In some cases passengers were identified by body parts, volunteer firefighter Vassilis Iliopoulos told Skai TV, warning that the death toll would rise.

Police said 17 biological samples had been taken from the remains and 23 relatives seeking a match.

“It’s a horror train,” Pavlos Aslanidis, whose son disappeared along with a friend, told reporters.

Hours after the crash, Greece’s transport minister handed in his resignation.

“When something so tragic happens, we cannot continue as if nothing happened,” Costas Karamanlis said in a public statement.



Police in the capital Athens fired tear gas at protesters who threw stones at the offices of railway operator Hellenic Train Wednesday night.

Years of security concerns

The passenger train carrying more than 350 people has been heading from Athens to the northern city of Thessaloniki.

Hours after the crash, Larissa’s 59-year-old station manager was arrested and charged with manslaughter.

Government spokesman Yiannis Economou said the two trains traveled “several kilometers” on the same track.

But the train union said the station master was likely to be the scapegoat because safety flaws on the Athens-Thessaloniki line had been known for years.

In an open letter in February, train staff said the track safety system was incomplete and poorly maintained.



A safety chief resigned last year, warning that infrastructure upgrades pending since 2016 had not been completed and that it was unsafe for trains to travel at speeds of up to 200 kilometers (124 mph).

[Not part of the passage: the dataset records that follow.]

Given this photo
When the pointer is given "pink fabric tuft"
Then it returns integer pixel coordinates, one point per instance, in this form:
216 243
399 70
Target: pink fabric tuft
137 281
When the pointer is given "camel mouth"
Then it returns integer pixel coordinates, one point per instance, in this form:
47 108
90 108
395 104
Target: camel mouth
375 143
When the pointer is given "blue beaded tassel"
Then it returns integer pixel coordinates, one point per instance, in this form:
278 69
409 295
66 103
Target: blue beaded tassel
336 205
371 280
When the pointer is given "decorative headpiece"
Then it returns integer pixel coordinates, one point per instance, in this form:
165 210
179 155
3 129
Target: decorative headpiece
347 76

“The accident could have been avoided if the safety systems were working properly,” Kostas Genidouias, president of the train drivers’ union, told AFP at the scene.

“Total Panic”

Health Minister Thanos Plevris said most of the passengers were “young people” and that the train was carrying many students returning to Thessaloniki after a long holiday weekend.

“It was a nightmare … I was still shaking,” passenger Angelos, 22, told AFP.

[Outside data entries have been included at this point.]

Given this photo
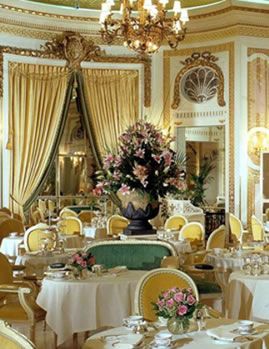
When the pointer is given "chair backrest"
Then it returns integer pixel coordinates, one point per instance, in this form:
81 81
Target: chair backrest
6 276
70 226
12 339
153 283
34 236
236 227
134 254
257 228
51 206
86 216
10 225
5 210
192 231
66 212
116 224
176 221
217 238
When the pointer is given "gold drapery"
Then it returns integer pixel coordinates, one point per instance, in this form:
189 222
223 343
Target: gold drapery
112 99
35 107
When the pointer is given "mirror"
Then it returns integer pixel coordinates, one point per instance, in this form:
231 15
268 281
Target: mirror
204 149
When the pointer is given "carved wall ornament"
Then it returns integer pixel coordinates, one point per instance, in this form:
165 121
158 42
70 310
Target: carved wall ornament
199 80
74 48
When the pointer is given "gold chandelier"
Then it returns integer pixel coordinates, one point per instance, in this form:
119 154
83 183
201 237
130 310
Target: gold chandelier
144 25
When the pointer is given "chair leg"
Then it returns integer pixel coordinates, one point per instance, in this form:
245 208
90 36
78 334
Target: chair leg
32 333
75 340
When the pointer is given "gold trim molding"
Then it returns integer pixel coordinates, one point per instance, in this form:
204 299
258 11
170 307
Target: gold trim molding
228 47
74 48
197 59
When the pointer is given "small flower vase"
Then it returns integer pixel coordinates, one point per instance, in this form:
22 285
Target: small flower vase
179 326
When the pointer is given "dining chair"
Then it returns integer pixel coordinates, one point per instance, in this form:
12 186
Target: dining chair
17 299
5 210
10 225
70 226
257 229
153 283
194 232
86 216
175 222
67 212
12 339
236 227
216 238
34 237
116 224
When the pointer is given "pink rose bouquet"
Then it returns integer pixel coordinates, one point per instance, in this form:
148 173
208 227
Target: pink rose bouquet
144 162
176 303
83 260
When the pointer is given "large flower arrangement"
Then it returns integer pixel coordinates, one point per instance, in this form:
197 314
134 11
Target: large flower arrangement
144 162
178 304
83 260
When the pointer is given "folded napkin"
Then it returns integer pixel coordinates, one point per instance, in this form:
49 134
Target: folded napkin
222 333
118 269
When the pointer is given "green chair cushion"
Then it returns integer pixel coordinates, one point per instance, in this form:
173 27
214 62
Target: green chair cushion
205 287
134 257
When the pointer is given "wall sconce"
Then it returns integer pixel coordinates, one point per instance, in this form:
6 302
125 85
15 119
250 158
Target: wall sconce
258 142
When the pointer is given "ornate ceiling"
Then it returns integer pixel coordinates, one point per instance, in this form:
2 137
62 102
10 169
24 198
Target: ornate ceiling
96 4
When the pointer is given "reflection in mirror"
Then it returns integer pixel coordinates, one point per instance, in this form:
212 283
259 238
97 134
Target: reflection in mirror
204 149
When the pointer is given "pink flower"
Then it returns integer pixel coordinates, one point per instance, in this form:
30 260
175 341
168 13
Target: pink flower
157 158
179 297
141 172
191 300
140 153
167 156
170 303
182 310
124 189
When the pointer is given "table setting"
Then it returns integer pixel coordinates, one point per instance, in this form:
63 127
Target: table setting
10 245
228 334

“Luckily we were in the penultimate car and we got out alive. The first car was on fire and it was a total panic.



“The collision was like a gigantic earthquake.”

“I was covered in blood from other injured people nearby,” a passenger named Lazos told Proto Thema newspaper.

About 150 firefighters and 40 ambulances were mobilized to respond, according to Greece’s emergency services.

Iliopoulos said crews were still working to lift a battered wagon lying on its side so they could search inside.

European Council President Charles Michel tweeted: “My thoughts are with the Greek people this morning.”

“Shocked by the news and images of the two trains colliding,” he added.

Neighboring Albania, Italy, Serbia and Turkey all expressed condolences, as did China, the United States, France, Russia, Ukraine, Germany and the Vatican.



Nicosia said two Cypriots were among those missing.

“The window exploded”

On local media site Onlarissa, a young woman said the train “stopped for a few minutes while we heard the deafening noise”.

Another passenger told Skai TV, “Suddenly the window exploded. People were screaming.”

“Fortunately, we were able to open the doors fairly quickly and escape. Among the other vans, they didn’t manage to escape and one van was even set on fire,” he added.

Authorities declared three days of national mourning.